A pair of rugged hands photographed around the time George Kokines and the author's grandfather were born.
I was at the opening for George Kokines: Layers Revealed at the National Hellenic Museum in Chicago three weeks ago. While I do some consulting for the museum, the fact is that I had absolutely nothing to do with the exhibition in question. It was the product of a staff more talented than I. In one room of the exhibition, among work set up to demonstrate the influence of primitive and ancient art on Kokines’ oeuvre, was a video of the artist at work, painting a bold, gestural abstract canvas in his studio. I sat down across from the flat black screen to watch. It was his hands, dirty and well-worked, that brought tears to my eyes. I would like to think they were tears for a great artist, but they were not. They were tears for my grandfather.

George Kokines and my papou, George Kelaidis, were shockingly similar and equally different at the same time. Both Georges were born in 1930, the sons of Greek immigrants to the US. Both died of cancer during the second half of the Obama administration. One became a modern artist, something nearly unheard of among that first generation of Greek Americans. The other spent his life owning and operating the sort of traditional Greek diner that dots the American landscape. Kokines lived at some distance from his Greek heritage and the Orthodox faith, but Kelaidis embraced his: a Christian, a husband, a father and a Greek, in that order. Without attempting to psychoanalyze the dead, it is easy to suggest the difference, in part, was the result of different fathers. Kokines’ cruel father left his son running from him. Kelaidis’ kind father left his son wanting to be as much like him as possible.
Their hands were similar. If the video I saw in the gallery had any accuracy, both men had the hands of men who work with them. These hands are entirely different from those of all the other men I have known: my lawyer father, my bookkeeping uncle, the academics and writers who have been my friends and lovers. Each one, down to the man, has soft hands, unworn hands. None have the hands of the greatest man I ever knew. All the rugged hands I have seen since my grandfather died five years ago are attached to men so stupid or so cruel that I feel rage that their hands and his look so alike. Contemporary men with rugged hands are tired of being laughed at, tired of the plant closings and the opioids flooding their towns and families: We have been told this ad nauseam for the past two years. That is why they voted for the guy who literally gets laughed at in front of the United Nations while the plants still close and the opiods still flow. And the Deputy Attorney General resigns and then doesn’t resign, or whatever is happening. It is fucking unreal.

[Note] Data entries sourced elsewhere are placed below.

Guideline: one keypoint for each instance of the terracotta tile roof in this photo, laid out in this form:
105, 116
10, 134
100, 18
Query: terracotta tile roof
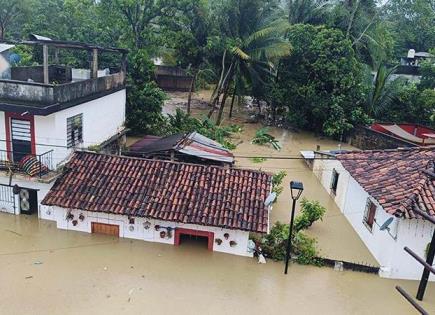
179, 192
397, 179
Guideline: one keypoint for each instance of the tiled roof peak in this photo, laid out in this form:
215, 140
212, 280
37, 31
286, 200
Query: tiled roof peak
165, 190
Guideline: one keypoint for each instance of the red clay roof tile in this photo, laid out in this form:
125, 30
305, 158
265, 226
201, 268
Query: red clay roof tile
395, 178
179, 192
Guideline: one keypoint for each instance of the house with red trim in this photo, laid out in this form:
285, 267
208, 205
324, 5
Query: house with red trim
378, 192
47, 111
160, 201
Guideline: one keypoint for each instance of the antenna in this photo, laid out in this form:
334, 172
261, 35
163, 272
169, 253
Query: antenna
386, 224
270, 199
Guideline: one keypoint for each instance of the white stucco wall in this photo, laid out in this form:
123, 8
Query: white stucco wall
24, 182
139, 232
385, 246
102, 118
2, 132
323, 169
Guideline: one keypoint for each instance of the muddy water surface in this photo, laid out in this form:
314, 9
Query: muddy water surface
44, 270
48, 271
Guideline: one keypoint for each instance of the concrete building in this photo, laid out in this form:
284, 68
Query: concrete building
160, 201
382, 187
46, 112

This is the part where I am called classist. Not unfairly, mind you: I am. And I don’t mean it in the self-righteous way that people of my generation like to “own their prejudice” to show how completely and utterly unprejudiced they are. I have deep and abiding ideas about class that I know are not ideal. I have spent the better part of this morning trying to think of a single close friend who is working class. While I have managed to think of two from upwardly mobile working-class backgrounds, the fact is that both men in question are college-educated professionals who grew up essentially middle class. They had working-class grandparents, that is all. I display the kind of discomfort, arrogance and fear of the white working-class for which I regularly shame others when displayed toward immigrants, ethnic and sexual minorities, or basically anyone else. I grew up in an old family that had spent the better part of a century whipped about by political and economic winds. Penniless gentry makes for the biggest snobs. There is little doubt that I am a snob.

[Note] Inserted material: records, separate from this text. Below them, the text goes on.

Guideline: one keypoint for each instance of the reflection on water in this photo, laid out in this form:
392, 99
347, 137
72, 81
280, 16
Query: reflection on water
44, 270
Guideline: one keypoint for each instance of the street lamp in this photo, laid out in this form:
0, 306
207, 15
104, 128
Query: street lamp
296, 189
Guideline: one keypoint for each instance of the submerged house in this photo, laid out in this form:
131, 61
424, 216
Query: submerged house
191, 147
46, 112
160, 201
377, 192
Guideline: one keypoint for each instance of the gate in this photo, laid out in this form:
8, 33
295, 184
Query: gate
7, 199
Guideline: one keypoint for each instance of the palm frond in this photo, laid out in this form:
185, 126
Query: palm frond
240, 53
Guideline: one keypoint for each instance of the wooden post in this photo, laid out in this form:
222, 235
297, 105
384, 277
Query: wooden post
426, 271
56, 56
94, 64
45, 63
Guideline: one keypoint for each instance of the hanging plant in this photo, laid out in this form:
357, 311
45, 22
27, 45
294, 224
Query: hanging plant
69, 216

I am such a snob, in fact, that part of me (let’s be honest, all of me) cannot bear that my grandfather, my dear grandfather (not a snob, despite my grandmother’s best efforts), with his university education and love of poetry, had the same hands as the thugs I detest. That is why I stopped at the video of Kokines at work. There was a sort of joy that came from seeing rugged hands on a man that was, by all accounts, broad-minded and equally broad-spirited. But also of the “right sort.” For a moment the world seemed less alien that it has been for a long while now. I was safe with my prejudice. Vindicated in some weird, inexplicable way. I felt freed to go on hating the people I already hate, blaming them for our collective misfortune.
And I know that is wrong. And now I am left wondering what I am supposed to do about it. This article was not supposed to be so raw. I wanted to write about the exhibition, but here you go, a confession. Probably better suited for our confessional age. I am not asking for absolution. I am not asking for penitence, either. Do not suggest sensitivity training or implicit bias exercises. Every objective study of such training has shown it to be nothing more than, at best, a jobs program for gender studies majors and social workers without the stomach for real social work. In fact, it is counterproductive. Chances are I am one sensitivity training away from referring to my Uber drivers as “serf.” Perhaps I will just go walk the dog now (a purebred Maltese who has to wear a sweater). But at some point, I’m going to have to decide when and how I want to stop being angry. I suppose we all will. The whole country, the whole Western world. Maybe my grandfather’s hands will help me.